The high schoolers asked their peers to “put the guns down” and that more resources be put into creating jobs in the community as a way to get people off the street. The threat of violence has become so bad that some young people have dreams in which they are killed in the streets while trying to provide a future for themselves, said senior Letara Jones, 17, vice president of the Student Council.
“I talk to them to get them to have a positive mindset and not do the things other people do, as in selling drugs and other negative things,” Letara said of her peers.
Banner students organized the press conference after they heard the news of 17-year-old Austin resident Demond Avant’s death. He was fatally shot the night of Wednesday Dec. 3 while standing on the sidewalk in the 600 block of North Mayfield Avenue.
Two men have been charged in Demond’s death, according to the Chicago Sun-Times.
State Rep. La Shawn Ford (8th) was on hand to offer support and solutions to the young people. Ford praised the students for having the courage and drive to stand up and challenge each other to help create a better environment for themselves.
The community, he added, must also begin to have better relationships with law enforcement for those hopes to be realized. To that end, Ford said it’s likely the General Assembly will draft legislation mandating sensitivity training for police officers as one of its highest priorities in the upcoming session.
“It’s tough for policemen to come into a neighborhood; they really don’t understand the culture, and they have to police,” Ford said. “That’s a problem.

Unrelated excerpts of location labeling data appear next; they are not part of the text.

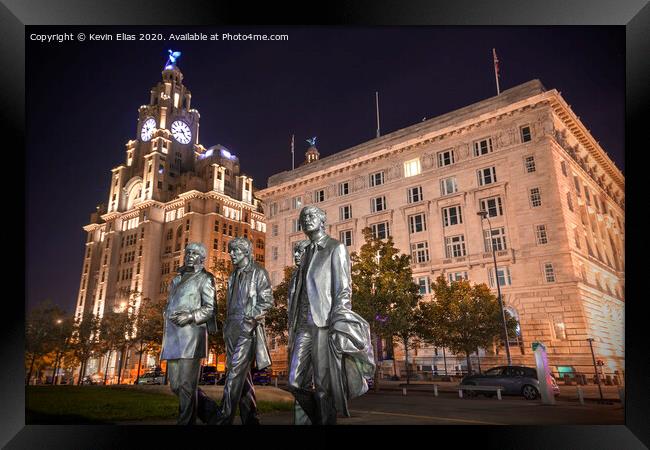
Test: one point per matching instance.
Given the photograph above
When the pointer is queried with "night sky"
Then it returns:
(83, 99)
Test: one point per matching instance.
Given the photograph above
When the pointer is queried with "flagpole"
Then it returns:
(496, 69)
(293, 166)
(377, 103)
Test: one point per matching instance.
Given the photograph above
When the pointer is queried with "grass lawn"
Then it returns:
(105, 404)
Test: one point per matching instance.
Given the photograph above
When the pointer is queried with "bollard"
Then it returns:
(621, 395)
(581, 398)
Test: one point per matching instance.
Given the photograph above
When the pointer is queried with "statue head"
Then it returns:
(195, 254)
(312, 219)
(298, 249)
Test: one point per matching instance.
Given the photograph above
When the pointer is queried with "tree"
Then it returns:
(149, 325)
(468, 316)
(41, 332)
(383, 293)
(277, 317)
(84, 340)
(221, 272)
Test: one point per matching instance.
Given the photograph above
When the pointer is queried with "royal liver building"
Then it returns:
(168, 191)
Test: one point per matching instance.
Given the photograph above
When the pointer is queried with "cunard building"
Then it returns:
(554, 199)
(170, 190)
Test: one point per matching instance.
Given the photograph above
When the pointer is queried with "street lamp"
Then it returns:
(484, 215)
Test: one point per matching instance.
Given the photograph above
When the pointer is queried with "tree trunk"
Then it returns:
(375, 345)
(56, 363)
(31, 368)
(108, 360)
(137, 378)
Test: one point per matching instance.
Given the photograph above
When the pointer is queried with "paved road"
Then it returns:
(390, 407)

It’s not their fault they’re policing in an area where they don’t have an understanding of the culture.”
The students said they were tired of the negative image of violence often portrayed about the city’s West Side. Others well beyond Chicago refer to the city by the unflattering nickname “Chi-raq,” Coleman said.
But the students stressed that they don’t see themselves in that light.
“I think Chicago is for winners, and everyone standing here are winners,” said senior Asante Parker, 17. “We believe in something, and we stand for something. Everybody isn’t so bad. I just want us to stop the violence.”